Die Berliner Zeitung hat am 4.4.23 einen interessanten Artikel veröffentlicht.

Laut einem Gerichtsurteil des Berliner Sozialgerichts ,,dürfen Hartz IV-Empfänger nun auch teurere Wohnungen beziehen. Der Grund: Die Suche nach einer günstigen Wohnung in Berlin sei aussichtslos."

"Das Urteil ist noch nicht rechtskräftig. Wegen der grundsätzlichen Bedeutung hat das Landessozialgericht die Revision zum Bundessozialgericht zugelassen."

https://www.berliner-zeitung.de/news/wohnungssuche-berliner-wohnungsnot-jobcenter-muss-laut-gerichtsurteil-fuer-hartz-4-empfaenger-auch-teurere-mieten-uebernehmen-li.334885

Ich beziehe Bürgergeld., die Miete meiner Wohnung beträgt ca. 530 Euro, das Jobcenter zahlt aber nur den Höchstsatz von ca. 480 Euro. Kann jemand einschätzen, ob es Sinn macht, jetzt auch eine höhere  Miete einzufordern? Sollte ich das ggf. gegenüber dem Jobcenter oder dem Sozialgericht machen?

Ellen_Alien

Ich denke schon, dass das Urteil von grundlegender Bedeutung ist.
ZitatKann jemand einschätzen, ob es Sinn macht, jetzt auch eine höhere  Miete einzufordern? Sollte ich das ggf. gegenüber dem Jobcenter oder dem Sozialgericht machen?
Klar kannst du es probieren. Dazu musst du schon den gängigen Verfahrensweg einhalten. Widerspruch gegen den Bescheid beim Jobcenter, danach ggf. Klage beim Sozialgericht.

Bedenken musst du dabei, dass (den Artikel hat jemand anderes bereits im Nachrichtenbereich gepostet, da etwas ausführlicher) es um einen strittigen Zeitraum von 2015/16 ging und das Urteil dazu jetzt kam. Auch schien die Beweisführung ziemlicher Aufwand zu sein. Das käme dann alles auf dich zu. Musst du entscheiden, ob es dir das wert ist.

Filip2610

Danke. Vermute mal, dass sich in den letzten acht Jahren die Miet-Situation in Berlin weiter verschlechtert und nicht verbessert hat. Vielleicht könnte man sich in Sachen Beweisführung einfach auf das Gerichtsurteil stützen und dann das Jobcenter bzw. dann das Sozialgericht machen lassen. Denke ich werde, falls es zu einem neuen Bescheid kommen sollte, Einspruch ergeben. 50 Euro pro Monat machen sehr viel aus.

JensM1

Warum bist du in die Wohnung eingezogen, geht um Klärung Umzugserfordernis. Oder ist jemand ausgezogen oder hat sich die vorher angemessene Miete aufgrund von Mieterhöhungen in eine nicht angemessene Miete geändert?

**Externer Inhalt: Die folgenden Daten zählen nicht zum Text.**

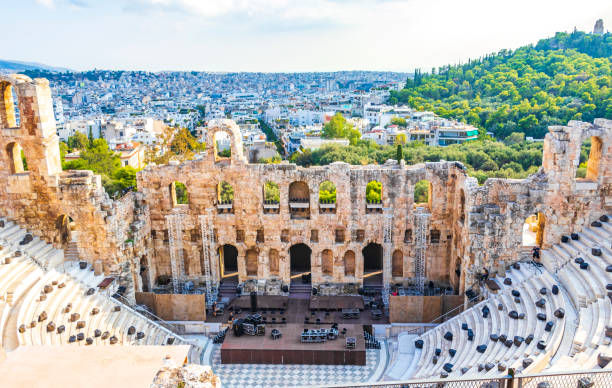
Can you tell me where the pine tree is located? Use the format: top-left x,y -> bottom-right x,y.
396,144 -> 403,162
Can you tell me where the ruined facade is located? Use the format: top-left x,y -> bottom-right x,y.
1,74 -> 611,299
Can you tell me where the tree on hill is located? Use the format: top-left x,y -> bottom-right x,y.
322,112 -> 361,145
67,132 -> 88,150
389,29 -> 612,139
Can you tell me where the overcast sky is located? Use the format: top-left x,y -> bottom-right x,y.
4,0 -> 612,72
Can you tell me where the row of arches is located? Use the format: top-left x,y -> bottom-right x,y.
217,243 -> 408,284
168,179 -> 433,208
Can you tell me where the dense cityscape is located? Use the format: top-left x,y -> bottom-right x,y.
3,69 -> 487,170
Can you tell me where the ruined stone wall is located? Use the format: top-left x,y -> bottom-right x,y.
0,75 -> 135,276
138,120 -> 469,290
1,76 -> 611,298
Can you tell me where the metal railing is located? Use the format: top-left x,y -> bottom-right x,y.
310,368 -> 612,388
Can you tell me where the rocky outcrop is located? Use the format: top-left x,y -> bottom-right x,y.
150,357 -> 221,388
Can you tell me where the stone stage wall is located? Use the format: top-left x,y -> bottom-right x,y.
1,74 -> 611,302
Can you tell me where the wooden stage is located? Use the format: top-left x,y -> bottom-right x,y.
221,323 -> 366,365
229,295 -> 288,310
309,295 -> 364,310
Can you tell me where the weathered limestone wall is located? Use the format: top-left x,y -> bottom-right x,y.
135,292 -> 206,321
0,74 -> 137,277
138,120 -> 468,290
388,295 -> 464,323
1,76 -> 611,299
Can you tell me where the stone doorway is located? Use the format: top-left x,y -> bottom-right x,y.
289,243 -> 311,284
362,243 -> 383,285
220,244 -> 238,281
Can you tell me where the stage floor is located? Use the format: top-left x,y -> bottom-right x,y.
207,296 -> 388,325
221,323 -> 366,365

Wie setzt sich deine Miete zusammen (Nettokaltmiete, Betriebskosten, Heizkosten? Hast du evtl. eine Ahnung, wie hoch dein Verbrauch Heizkoten in kWh laut der letzten Abrechnung war. Wieviele Personen leben in der Wohnung?

Der Berliner Senat hat die Weisungslage zur AV Wohnen zum 01.03.2023 geändert, so dass inzwischen zumindest bei erforderlichen Umzügen o. ä. die Miete nur bis Angemessenheit zuzüglich - das ist neu! - der Höhe des Umzugsvermeidungszuschlages zu übernehmen ist. Dies betrifft sehr viele Fälle und wird derzeit nach meinem Eindruck nur selten korrekt umgesetzt.

Solltest du ohne Umzugserforderlichkeit umgezogen sein, dürfte aber nach wie vor die sogenannte Dynamisierung gelten, bei der das JC nur i. H. der entsprechenden Prozentsätze die Höhe der zu übernehmenden Kosten zu übernehmen hat. Insofern wäre es auch interessant zu wissen, mit welcher Begründung die Miete ursprünglich mal festgesetzt worden ist.

Edit: Wam ist die Festsetzung auf 480,00 Euro ca. erfolgt? Mit Neuantrag oder schon früher im laufenden Leistungsbezug?

horst

Zitat von: Filip2610 am 05. April 2023, 18:25:54ch beziehe Bürgergeld., die Miete meiner Wohnung beträgt ca. 530 Euro, das Jobcenter zahlt aber nur den Höchstsatz von ca. 480 Euro. Kann jemand einschätzen, ob es Sinn macht, jetzt auch eine höhere  Miete einzufordern? Sollte ich das ggf. gegenüber dem Jobcenter oder dem Sozialgericht machen?
wenn das JC eine Aufforderung schickt dir eine angemessene Wohnung zu suchen und du nachweist das es keine gibt müssen sie witer deine Wohnung zahlen.
Da kann aber der User Fettnäpfchen sicher noch mehr schreiben.

JensM1

Zitatwenn das JC eine Aufforderung schickt dir eine angemessene Wohnung zu suchen und du nachweist das es keine gibt müssen sie witer deine Wohnung zahlen. Da kann aber der User Fettnäpfchen sicher noch mehr schreiben.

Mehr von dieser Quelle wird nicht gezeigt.